Defendant has an ingenious argument that subdivision 27 is inapplicable, saying that subdivision 23 “applies to domestic and foreign corporations authorized by permit to do business in this State while section 27 of Article 1995 applies to foreign corporations doing business in this State but without permit or authorization.” It then says that we should so construe the 1943 amendment to subdivision 23 to accomplish such a result; “or, alternatively, the 1943 amendment to Section 23 amended Section 27, by implication, so that Section 27 only applied to foreign corporations doing business in Texas without permit.”
This court is committed to the proposition that, under subdivision 27, all a plaintiff need prove upon a venue hearing in a suit against a foreign insurance company having a permit to do business in Texas is that it had a recording agent in the county of suit. Hanover Insurance Company v. Sanford, 457 S.W.2d 115 (Tex.Civ.App., Beaumont, 1970, no writ). The views of the writer as to the discriminatory result of the 1943 amendment to subdivision 23 as against foreign insurance companies having permits to do business in Texas are set out in Sanford (457 S.W.2d at 119).

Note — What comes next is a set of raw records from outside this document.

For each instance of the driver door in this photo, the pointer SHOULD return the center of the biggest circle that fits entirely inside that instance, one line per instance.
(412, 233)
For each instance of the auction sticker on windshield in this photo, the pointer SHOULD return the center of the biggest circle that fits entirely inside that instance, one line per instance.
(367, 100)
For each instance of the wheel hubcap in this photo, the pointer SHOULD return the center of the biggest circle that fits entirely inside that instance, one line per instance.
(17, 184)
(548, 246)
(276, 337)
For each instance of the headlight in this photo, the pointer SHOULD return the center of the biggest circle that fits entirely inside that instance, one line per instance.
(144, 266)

In Humble Oil &' Refining Co. v. Preston, Tex.Civ.App., 487 S.W.2d 956 (not yet reported, opinion released November 22, 1972), we again reviewed the constitutional issues posed by the two subdivisions and we declined the invitation to overrule the decision of the Supreme Court in Commercial Ins. Co. of Newark, N. J. v. Adams, 369 S.W.2d 927 (Tex. 1963). We refer to the Sanford and Preston Cases which follow the Supreme Court decision in Adams for the reasons supporting our action.
*616We find no ambiguity in the amendment to subdivision 23 nor any legislative intent that the requirement of the proof of a cause of action therein inserted was to be applied to corporations subject to subdivision 27. Defendant’s attempt to make subdivision 27 applicable only to foreign corporations doing business without a permit must fail under the rationale of the Houston court in the underlying opinion in Adams (Tex.Civ.App., 366 S.W.2d 801, 808). In this instance, the Supreme Court said, “We are in agreement with the decision of the Houston Court of Civil Appeals in this case.” (369 S.W.2d at 927)
The two subdivisions, as construed by the courts in Adams, do not disclose any ambiguity therein nor unconstitutional infirmity in the 1943 amendment to subdivision 23. Under such circumstances, this court is in no position to “construe” the statute in the manner sought by defendant. Cf. Bichsel v. Carver, 159 Tex. 393, 321 S.W.2d 284, 286 (1959), wherein the court noted: “The wisdom of the provision is a legislative matter.” So it is in this instance.
Having reviewed the record and finding no error, the judgment of the trial court is in all things affirmed.